Study Details
FAQs
Implementation Preparation Team/LC Recruitment: Do site PIs need to recruit one of each "type" of participant listed in the protocol and the recruitment brochure to participate in the Implementation Preparation Team/LC?
Not necessarily. This list is meant to provide examples of key stakeholders at CSCs and non-CSCs who are typically involved in stroke transfers. Site PIs should be mindful of the components that will be implemented at their health system sites and try to invite stakeholders who have influence and can help implement those components.
Implementation Preparation Team/LC Recruitment: How should I refer somebody who is interested in participating in the Implementation Preparation Team/LC?
Interested participants may scan the QR code on the recruitment brochure and complete a quick REDCap form.
Additionally, the PI and coordinator may refer participants directly to the UChicago HI-SPEED team by sending an email to HISPEEDStudy@bsd.uchicago.edu. Please include the LC participant’s name, email, and role.
Implementation Preparation Team/LC Consenting: Will the study site research team have to consent Implementation Preparation Team/LC participants?
No. The UChicago research team will be responsible for verbally consenting participants at their first Learning Collaborative session. Prior to the session, the UChicago research team will send the site-specific or generic verbal consent form to interested participants for their review.
Implementation Preparation Team/LC Compensation: Will there be compensation for Implementation Preparation Team/LC participants?

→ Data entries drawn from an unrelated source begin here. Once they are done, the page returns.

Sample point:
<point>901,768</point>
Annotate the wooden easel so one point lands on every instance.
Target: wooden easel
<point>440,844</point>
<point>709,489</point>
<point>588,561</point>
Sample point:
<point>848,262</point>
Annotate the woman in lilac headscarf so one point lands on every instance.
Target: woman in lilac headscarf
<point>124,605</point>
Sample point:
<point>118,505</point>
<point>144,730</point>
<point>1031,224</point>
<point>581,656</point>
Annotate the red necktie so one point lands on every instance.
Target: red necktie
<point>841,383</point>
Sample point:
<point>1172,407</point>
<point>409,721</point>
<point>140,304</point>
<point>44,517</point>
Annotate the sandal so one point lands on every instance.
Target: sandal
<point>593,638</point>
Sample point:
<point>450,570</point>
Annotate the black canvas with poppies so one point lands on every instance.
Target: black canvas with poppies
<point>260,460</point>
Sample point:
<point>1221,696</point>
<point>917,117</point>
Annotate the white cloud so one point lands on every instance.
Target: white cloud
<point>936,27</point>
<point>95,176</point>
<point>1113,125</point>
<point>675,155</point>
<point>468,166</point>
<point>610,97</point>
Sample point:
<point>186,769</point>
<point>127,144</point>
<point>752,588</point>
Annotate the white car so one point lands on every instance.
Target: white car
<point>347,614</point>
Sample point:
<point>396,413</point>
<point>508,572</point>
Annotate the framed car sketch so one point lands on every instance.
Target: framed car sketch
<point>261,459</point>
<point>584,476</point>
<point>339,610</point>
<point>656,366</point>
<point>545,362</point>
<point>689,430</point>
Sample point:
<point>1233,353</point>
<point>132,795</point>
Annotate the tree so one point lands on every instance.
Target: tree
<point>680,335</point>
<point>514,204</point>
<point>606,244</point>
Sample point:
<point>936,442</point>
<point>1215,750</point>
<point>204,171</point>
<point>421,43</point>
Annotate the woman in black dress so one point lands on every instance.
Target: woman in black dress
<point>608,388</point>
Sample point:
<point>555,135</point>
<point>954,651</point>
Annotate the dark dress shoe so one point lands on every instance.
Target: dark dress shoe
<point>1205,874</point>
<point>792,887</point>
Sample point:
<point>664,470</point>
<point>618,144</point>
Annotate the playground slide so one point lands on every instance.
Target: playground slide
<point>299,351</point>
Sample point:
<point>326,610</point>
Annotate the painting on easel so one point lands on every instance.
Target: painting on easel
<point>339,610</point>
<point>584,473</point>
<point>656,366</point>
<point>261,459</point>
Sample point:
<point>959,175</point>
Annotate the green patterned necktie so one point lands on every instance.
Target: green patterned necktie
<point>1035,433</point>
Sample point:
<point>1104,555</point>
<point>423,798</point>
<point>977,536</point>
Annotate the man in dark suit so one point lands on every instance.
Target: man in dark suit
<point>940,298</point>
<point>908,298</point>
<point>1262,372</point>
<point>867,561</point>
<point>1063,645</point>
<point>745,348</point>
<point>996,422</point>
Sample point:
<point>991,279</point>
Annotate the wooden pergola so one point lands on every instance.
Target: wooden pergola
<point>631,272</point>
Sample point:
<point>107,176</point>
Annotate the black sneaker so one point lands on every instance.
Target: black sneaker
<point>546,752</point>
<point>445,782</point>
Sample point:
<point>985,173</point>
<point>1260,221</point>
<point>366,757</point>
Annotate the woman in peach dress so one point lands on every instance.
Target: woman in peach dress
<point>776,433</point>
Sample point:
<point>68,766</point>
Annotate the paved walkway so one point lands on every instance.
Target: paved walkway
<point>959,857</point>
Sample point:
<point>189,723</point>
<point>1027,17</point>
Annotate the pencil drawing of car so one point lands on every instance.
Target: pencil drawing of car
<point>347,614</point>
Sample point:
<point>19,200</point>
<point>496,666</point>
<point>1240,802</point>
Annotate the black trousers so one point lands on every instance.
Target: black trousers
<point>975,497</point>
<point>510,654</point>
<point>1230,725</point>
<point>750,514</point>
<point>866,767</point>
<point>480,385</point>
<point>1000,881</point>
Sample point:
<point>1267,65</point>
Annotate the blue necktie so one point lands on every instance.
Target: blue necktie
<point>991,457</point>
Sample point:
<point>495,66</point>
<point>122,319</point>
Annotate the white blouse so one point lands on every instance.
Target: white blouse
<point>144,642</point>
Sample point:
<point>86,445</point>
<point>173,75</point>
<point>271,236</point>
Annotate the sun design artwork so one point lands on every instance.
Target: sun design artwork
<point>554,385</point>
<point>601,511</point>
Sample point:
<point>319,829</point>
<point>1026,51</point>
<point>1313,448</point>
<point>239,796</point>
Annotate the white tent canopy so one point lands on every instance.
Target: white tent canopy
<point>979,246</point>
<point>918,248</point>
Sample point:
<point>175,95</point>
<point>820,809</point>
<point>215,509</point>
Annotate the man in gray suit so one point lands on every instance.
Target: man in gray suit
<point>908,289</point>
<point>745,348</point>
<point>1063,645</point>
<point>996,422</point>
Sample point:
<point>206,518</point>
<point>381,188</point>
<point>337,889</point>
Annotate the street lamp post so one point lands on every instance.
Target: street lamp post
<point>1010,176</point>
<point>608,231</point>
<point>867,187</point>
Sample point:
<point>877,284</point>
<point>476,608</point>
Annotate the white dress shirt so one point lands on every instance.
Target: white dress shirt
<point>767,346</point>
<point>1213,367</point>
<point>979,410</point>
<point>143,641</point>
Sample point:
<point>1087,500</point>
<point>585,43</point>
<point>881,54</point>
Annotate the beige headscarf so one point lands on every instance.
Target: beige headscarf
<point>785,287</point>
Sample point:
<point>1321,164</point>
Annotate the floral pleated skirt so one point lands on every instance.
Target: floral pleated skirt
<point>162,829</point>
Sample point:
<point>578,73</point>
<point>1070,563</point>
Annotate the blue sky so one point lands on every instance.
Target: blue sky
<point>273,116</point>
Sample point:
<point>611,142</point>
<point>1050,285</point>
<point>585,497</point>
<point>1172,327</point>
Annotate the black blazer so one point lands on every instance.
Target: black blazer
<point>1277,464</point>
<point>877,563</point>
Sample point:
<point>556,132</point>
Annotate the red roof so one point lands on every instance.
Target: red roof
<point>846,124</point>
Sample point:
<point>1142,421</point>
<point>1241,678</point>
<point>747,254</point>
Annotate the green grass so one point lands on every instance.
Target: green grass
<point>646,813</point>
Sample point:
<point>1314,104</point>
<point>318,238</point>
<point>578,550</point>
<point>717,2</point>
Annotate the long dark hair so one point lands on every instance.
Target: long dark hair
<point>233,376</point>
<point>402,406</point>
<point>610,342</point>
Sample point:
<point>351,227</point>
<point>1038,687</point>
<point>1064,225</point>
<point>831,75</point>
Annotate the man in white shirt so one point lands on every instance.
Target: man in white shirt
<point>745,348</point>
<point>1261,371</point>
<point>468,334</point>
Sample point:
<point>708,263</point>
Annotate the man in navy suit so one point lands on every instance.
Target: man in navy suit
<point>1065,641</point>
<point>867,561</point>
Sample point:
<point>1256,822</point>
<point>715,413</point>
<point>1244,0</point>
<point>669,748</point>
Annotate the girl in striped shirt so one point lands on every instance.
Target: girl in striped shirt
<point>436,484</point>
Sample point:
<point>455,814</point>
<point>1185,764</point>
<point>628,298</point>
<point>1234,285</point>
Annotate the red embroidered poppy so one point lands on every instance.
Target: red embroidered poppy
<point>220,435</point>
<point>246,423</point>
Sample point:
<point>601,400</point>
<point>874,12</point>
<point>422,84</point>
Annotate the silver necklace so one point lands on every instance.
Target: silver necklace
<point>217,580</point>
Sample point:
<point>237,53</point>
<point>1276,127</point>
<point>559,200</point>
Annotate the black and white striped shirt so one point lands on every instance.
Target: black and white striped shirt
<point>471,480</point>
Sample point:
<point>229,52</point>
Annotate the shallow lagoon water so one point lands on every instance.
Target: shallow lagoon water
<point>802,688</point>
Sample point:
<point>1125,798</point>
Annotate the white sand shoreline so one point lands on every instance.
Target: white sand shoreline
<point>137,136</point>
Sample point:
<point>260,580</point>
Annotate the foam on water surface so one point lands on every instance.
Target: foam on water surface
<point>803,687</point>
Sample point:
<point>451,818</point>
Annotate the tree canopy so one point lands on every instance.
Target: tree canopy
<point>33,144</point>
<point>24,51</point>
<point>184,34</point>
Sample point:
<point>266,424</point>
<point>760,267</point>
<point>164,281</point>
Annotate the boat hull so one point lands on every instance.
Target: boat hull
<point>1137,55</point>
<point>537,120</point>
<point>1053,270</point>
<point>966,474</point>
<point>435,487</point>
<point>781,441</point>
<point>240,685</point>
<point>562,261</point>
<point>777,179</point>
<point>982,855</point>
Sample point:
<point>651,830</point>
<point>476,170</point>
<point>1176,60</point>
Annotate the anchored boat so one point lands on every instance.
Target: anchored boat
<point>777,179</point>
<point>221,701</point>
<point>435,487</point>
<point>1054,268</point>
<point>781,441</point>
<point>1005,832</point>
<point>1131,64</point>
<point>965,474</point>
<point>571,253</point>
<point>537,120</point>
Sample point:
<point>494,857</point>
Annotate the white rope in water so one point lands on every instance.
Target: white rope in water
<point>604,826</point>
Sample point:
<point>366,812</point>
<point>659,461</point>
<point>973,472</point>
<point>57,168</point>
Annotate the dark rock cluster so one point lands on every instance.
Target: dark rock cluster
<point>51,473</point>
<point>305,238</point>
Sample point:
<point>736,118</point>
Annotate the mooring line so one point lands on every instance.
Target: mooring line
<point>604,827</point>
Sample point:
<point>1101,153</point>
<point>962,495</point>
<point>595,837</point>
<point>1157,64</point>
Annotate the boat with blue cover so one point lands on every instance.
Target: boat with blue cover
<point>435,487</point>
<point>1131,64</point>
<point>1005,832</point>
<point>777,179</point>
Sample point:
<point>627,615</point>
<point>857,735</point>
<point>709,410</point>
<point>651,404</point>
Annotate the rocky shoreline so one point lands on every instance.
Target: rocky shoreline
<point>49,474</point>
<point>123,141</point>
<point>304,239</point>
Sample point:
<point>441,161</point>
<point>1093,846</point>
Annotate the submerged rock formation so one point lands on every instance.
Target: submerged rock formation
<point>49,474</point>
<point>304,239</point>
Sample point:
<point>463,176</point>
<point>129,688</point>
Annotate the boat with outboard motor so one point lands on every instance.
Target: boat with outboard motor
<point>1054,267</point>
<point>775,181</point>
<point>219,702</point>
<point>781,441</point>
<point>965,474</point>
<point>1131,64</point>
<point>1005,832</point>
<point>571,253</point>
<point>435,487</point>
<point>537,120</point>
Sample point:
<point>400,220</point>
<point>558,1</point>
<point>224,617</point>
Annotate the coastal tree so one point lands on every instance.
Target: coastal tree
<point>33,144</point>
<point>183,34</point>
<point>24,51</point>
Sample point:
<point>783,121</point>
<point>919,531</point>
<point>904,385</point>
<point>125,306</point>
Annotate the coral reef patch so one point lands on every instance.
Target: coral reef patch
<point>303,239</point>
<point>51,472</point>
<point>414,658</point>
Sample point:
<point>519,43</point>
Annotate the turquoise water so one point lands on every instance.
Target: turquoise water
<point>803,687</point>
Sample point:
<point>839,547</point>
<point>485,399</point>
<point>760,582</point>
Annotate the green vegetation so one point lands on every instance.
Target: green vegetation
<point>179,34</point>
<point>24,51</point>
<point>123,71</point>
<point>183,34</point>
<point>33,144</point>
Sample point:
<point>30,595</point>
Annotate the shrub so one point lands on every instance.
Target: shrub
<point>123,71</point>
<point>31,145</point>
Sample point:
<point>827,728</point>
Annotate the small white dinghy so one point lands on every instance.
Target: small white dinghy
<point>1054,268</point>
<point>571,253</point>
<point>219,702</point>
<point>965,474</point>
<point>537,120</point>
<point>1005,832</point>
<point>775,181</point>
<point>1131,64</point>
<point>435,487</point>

Yes. Participants will receive a $25 e-gift card for each monthly LC session.
REDCap HI-SPEED Component Adoption Survey: What perspective should site PIs bring to completing the HI-SPEED Component Adoption Survey for the health system Comprehensive Stroke Center (CSC) in terms of ranking the components? Is it from the perspective of a receiving hospital that is going to do (or consider) EVT on the patients transferred from an outside PSC? Or should we think about what would make these processes optimized for primary presenting patients at the CSC? Or to answer the questions based on what we have heard from talking with the non-CSC leaders?
Think about each component from the perspective of both sending (non-CSC) and receiving (CSC) hospital. Depending on the component, it may require more work at the non-CSC for some, or at the CSC for others. You probably should work with your non-CSC leaders to answer and rank order the components for your site.
For example:
- Component 4: The Best Practice Alert – This will need to function at the non-CSCs, so thinking about what is needed at the non-CSCs is essential. However, because this is an IT task primarily, if your non-CSC is part of the CSC health system, in all likelihood, implementation will have to happen at the CSC level using CSC IT resources.
- Component 6: Stroke Code Team Communication – This is something that will need to be addressed together (both non-CSC and CSC) to put in place a smooth transfer of information. We are promoting use of an app (but it could be EPIC chat, Vocera), because information sharing is in “real” time, includes everyone who needs to know, and eliminates multiple phone calls (which generally take place between only two people).
Budget: Is there money to help integrate the BPA/misdiagnosis tool and the handoff instrument into the EHR? If so, how much?
Yes. There will be funds available and budgeted for EHR builds in Years 2 and beyond. The UChicago research team will use the HI-SPEED Intro/Implementation Preparation survey and the HI-SPEED Component Adoption survey to identify the resources that your health system site(s) will need to implement the components and guide our budgets.
Randomization: How will our health system know when we will start the implementation phase?
Health system PIs, research teams, and non-CSC contacts will be informed
GWTG Data Entry: Does an mRS need to be documented in GWTG for patients who are transferred but end up not having a diagnosis of stroke?
No. An mRS is not needed for transfer patients who are not diagnosed with an acute stroke. We only need a 90-day mRS for AIS transfer patients who undergo an EVT at the CSC.
GWTG Data Entry: How should transfer patients who end up not having a stroke be documented in GWTG? How much information needs to be completed in GWTG for non-stroke patients?
Within GWTG, there should be an “admin tab” where you can document the “Final diagnosis related to stroke.” “No stroke related diagnosis” is one of the options Select this option for patients who do not have a final diagnosis of stroke. See GWTG case report form (CRF) below:
For non-stroke patients, please complete demographics information, transfer information, and whether the patient was treated with tPA or TNK at the non-CSC.